A decidedly introspective, engaging entry in this solid series.

“In everything she did, Electra always hoped for the best but planned for the worst.”

Electra Kittner, as billed by the first novel in Ratza’s series, is an exceptional being with extraordinary abilities. Like Harry Potter, she has an interaction with a lightning bolt, and in this case, the strike supercharges her neural network and DNA. Unlike Harry Potter, Electra’s story evolves in a realistic rather than a paranormal universe. Book 3 begins in a future plagued by terrorism and a virus. Electra is fighting for her life as she lies in a coma, mortally ill with the T-Plague virus. The lightning brain pulls through with much experimentation and assistance from her friends and colleagues. By necessity, the life-or-death battle against the T-Plague virus must continue as Electra works on her physical rehabilitation, as does a cyberwar directed by a Middle East/China/Russia triumvirate battled by an intolerant, twenty-second-century U.S. government.
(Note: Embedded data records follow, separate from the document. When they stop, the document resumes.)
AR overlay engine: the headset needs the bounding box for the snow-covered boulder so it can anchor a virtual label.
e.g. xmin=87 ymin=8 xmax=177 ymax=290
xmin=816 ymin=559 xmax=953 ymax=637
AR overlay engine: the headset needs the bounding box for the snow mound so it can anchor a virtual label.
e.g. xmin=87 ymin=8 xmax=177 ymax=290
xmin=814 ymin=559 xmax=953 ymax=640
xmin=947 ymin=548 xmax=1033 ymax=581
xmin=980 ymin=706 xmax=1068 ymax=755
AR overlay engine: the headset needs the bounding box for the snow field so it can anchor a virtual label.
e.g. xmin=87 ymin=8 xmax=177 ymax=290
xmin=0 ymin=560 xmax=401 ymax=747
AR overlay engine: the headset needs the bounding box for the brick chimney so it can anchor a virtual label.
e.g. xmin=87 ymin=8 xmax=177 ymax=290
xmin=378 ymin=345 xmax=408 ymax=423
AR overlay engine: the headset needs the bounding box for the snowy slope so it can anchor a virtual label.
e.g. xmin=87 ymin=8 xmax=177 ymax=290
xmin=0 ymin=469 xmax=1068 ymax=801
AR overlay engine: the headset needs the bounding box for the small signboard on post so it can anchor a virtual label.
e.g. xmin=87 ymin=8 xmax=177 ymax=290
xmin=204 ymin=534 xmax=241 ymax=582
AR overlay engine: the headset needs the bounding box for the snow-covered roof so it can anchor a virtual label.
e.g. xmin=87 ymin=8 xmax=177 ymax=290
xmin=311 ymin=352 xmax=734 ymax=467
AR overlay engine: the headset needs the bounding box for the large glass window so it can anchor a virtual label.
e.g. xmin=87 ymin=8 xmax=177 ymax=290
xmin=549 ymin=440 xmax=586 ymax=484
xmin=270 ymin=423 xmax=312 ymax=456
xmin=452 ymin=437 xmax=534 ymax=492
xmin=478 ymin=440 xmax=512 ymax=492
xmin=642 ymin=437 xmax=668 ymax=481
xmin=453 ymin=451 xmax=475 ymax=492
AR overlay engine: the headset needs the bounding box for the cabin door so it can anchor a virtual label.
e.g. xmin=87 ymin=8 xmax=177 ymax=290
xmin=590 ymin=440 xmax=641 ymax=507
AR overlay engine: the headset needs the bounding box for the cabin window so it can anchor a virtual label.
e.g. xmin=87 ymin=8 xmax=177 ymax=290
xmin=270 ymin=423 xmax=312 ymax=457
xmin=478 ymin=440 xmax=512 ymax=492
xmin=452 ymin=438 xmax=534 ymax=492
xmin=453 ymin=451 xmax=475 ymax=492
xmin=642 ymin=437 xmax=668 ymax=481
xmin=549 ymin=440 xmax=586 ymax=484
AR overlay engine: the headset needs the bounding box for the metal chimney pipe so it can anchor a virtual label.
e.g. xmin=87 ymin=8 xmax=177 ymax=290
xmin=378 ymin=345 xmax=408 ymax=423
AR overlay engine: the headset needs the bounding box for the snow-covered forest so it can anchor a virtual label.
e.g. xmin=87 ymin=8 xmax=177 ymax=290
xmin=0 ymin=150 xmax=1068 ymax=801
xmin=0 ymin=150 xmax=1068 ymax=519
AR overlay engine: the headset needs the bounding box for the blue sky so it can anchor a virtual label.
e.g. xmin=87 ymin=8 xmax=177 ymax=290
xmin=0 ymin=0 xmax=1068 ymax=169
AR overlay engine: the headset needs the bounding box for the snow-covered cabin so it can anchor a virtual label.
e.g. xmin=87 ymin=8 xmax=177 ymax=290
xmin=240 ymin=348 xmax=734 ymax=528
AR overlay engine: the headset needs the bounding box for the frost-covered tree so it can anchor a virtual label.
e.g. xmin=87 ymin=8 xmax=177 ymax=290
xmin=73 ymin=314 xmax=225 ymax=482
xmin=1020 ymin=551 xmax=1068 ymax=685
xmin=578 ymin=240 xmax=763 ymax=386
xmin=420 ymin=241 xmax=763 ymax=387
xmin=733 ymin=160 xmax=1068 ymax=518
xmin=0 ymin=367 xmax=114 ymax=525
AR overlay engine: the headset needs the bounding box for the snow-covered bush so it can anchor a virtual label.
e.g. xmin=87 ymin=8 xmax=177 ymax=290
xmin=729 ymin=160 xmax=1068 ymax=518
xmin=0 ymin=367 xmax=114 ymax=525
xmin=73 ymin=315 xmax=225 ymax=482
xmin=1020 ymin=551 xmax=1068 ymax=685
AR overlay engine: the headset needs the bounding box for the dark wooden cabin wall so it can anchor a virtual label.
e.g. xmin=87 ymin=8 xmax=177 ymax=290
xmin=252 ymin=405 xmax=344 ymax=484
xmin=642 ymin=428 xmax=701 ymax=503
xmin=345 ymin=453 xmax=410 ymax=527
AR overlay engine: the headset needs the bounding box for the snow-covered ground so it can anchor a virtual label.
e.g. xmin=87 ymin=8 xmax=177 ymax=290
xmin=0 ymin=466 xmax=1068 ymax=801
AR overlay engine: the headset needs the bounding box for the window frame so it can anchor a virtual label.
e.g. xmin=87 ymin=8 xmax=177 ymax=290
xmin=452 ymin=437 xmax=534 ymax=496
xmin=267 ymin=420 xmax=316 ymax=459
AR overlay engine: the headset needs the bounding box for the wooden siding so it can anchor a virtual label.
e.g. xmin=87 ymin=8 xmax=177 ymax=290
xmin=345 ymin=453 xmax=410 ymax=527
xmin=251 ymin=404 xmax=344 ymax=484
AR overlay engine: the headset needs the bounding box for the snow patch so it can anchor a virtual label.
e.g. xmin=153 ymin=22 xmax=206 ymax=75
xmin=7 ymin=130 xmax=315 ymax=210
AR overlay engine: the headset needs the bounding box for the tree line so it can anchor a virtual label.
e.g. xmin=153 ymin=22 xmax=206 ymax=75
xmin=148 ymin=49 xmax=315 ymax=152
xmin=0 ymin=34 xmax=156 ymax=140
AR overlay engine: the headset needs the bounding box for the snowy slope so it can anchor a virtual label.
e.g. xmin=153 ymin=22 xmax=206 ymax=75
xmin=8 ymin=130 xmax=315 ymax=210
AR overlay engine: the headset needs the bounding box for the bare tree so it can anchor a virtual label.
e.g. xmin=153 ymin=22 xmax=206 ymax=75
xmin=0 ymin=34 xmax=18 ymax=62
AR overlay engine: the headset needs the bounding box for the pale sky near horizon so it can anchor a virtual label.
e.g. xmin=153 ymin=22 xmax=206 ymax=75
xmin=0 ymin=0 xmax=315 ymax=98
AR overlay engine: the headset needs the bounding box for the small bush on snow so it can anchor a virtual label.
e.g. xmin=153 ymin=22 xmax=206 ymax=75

This sci-fi/urban fantasy is a cerebral affair packed with rapid-fire action from beginning to end. The pace of the novel rarely slows except to allow the camera lens to zoom in for close-ups of the main (multicultural) characters, who are conveniently listed in the front matter to help readers, along with a preface containing a brief synopsis and the primary plot threads. A glossary and appendix in the back matter are also helpful in better understanding this science-based, metamodern tale that, according to author Ratza, is based on “current trends projected into the future.” He explains in a promotional video on YouTube that the novel explores “why the challenges in this country can be handled” and that “it develops a very plausible scenario for the future as well as a philosophy for dealing with it.” Readers who are interested in science, philosophy, political intrigue, and the intrigue of cyberspace will enjoy this fanciful but plausible series that has three more volumes in the pipeline.